Argentina's problems are such that solving them requires much more than “ordering the macro”; it demands institutional reforms that, moreover, are sustained over time. It is no longer a matter of obtaining financing to postpone debt payments, avoid or soften spending adjustments, or manage supply in the foreign exchange market, it is also a matter of generating reforms that will prevent going backwards, wasting all sacrifices carried out, and that generate expectations of a prolonged virtuous change.
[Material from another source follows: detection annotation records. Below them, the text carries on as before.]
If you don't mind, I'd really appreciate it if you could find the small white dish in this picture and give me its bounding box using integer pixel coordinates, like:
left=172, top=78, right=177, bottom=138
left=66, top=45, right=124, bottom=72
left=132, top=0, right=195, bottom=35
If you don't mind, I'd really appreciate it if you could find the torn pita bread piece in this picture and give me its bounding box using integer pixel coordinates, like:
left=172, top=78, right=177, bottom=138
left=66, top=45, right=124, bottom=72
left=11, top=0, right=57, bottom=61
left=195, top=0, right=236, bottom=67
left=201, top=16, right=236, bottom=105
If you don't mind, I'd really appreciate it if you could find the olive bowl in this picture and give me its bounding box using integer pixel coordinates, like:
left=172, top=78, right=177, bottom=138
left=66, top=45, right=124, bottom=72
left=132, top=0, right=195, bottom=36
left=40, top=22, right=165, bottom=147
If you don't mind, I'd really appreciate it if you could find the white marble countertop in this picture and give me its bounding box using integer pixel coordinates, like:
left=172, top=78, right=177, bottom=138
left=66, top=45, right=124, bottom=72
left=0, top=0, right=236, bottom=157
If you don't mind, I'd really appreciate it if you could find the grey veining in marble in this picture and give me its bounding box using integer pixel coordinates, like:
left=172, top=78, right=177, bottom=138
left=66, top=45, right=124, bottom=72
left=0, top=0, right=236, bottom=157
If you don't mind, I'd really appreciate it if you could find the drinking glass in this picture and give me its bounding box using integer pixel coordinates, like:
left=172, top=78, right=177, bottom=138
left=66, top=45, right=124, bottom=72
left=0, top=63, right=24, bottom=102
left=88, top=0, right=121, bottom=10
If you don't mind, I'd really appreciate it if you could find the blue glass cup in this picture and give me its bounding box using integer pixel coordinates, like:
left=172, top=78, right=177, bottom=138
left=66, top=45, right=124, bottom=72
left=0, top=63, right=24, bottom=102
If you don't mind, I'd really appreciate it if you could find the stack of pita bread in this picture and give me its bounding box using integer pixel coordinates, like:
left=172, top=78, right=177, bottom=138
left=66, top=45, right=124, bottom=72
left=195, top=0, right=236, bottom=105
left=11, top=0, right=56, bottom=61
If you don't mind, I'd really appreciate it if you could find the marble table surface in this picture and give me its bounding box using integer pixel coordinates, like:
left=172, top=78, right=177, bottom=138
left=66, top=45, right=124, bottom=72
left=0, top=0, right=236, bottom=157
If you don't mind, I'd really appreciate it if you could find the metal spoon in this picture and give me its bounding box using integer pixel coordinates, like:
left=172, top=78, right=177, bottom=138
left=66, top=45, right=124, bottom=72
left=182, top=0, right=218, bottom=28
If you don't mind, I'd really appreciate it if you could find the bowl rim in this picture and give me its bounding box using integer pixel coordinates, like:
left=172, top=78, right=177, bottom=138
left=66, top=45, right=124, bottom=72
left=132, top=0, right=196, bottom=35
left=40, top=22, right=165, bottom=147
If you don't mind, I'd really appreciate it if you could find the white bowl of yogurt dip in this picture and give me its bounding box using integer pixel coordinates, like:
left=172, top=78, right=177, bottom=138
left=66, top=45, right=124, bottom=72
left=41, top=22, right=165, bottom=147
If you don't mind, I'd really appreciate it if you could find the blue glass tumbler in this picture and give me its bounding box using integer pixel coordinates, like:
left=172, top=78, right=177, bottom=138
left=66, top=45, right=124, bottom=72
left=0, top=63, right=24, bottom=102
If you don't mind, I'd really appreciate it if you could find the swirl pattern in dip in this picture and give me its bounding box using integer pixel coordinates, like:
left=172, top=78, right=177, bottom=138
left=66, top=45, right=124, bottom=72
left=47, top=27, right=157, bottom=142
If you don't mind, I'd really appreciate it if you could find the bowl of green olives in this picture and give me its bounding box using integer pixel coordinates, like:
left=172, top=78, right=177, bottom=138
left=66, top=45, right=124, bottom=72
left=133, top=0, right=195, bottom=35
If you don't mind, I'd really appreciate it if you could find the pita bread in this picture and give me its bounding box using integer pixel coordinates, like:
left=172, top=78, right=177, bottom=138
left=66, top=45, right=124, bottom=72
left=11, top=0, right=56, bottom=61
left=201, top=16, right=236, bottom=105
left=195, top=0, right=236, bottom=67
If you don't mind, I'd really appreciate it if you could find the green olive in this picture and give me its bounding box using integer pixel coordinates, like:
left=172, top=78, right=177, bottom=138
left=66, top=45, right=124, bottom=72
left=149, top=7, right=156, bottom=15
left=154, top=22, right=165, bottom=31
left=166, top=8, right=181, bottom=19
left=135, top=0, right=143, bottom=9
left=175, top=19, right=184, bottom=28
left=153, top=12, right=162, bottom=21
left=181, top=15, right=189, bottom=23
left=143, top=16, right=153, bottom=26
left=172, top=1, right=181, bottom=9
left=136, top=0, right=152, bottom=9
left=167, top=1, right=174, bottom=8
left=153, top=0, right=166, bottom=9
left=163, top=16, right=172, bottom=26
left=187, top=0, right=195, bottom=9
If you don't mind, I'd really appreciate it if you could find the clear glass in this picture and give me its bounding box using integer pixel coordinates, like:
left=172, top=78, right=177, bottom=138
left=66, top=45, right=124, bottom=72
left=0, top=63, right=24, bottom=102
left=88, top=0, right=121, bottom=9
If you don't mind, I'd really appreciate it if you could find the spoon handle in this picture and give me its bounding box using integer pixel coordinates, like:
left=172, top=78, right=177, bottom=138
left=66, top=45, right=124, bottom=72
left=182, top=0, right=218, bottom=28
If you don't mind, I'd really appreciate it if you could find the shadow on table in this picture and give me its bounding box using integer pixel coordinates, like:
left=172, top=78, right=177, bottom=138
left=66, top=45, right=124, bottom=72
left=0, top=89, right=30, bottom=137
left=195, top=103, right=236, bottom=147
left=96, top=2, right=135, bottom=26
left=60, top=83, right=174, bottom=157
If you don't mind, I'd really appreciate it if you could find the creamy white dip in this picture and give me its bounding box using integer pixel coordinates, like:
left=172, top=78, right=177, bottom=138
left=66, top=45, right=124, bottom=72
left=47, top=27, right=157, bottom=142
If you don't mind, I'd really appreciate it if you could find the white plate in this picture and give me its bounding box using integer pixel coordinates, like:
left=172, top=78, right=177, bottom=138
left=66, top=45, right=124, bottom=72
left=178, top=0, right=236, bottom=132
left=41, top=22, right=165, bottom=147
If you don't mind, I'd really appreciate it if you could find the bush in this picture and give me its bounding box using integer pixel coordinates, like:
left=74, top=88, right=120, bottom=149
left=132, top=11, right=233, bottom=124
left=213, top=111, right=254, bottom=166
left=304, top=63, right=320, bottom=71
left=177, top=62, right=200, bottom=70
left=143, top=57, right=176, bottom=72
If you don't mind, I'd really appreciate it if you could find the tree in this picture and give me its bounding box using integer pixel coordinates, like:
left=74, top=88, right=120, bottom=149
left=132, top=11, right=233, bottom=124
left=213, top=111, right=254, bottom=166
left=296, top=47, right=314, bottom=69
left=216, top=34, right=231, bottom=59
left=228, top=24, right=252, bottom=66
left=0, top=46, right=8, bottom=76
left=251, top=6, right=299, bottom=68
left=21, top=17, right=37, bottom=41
It is not impossible to achieve this: Estonia, Lithuania and Latvia were part of the Soviet Union 35 years ago and today they are among the top 30 countries according to the Institutional Quality Index. Rwanda was mired in civil war and ranked 169th in 2007 and is now 62nd. That same year Albania was the legacy of a Maoist reign in the Balkans ranked 134th, today it is 82nd. Closer, Uruguay was in 60th place, today it is in 31st.
On the contrary, Argentina reached its worst moment in 2016 in position 142, improved to 106 in 2020 to fall again, for the moment, to 116. In that period there was a certain "ordering", which collapsed with a simple blow. The reforms were not consistent and generated neither incentives to continue them nor barriers to protect them.
Hence, the question is, then, how are the stability and continuity of reforms guaranteed over time, in such a way as to follow one of those virtuous paths? It is necessary to make it a continuous path, which is not easy in this country, which has already reversed convertibility, the private pension system, or the privatization of the state oil company YPF.
Alternatives can be:
In the first place, that results be obtained quickly (fall in inflation, unemployment, reactivation of production and trade) in a way that strengthens the possible continuity of the government that carries out the reforms, or that guarantees their continuity even if the change of government occurs (for example, Chile, Uruguay or Peru). The first years of convertibility are a case in point, but also that if fiscal discipline is not regularly maintained, the course enters a collision course.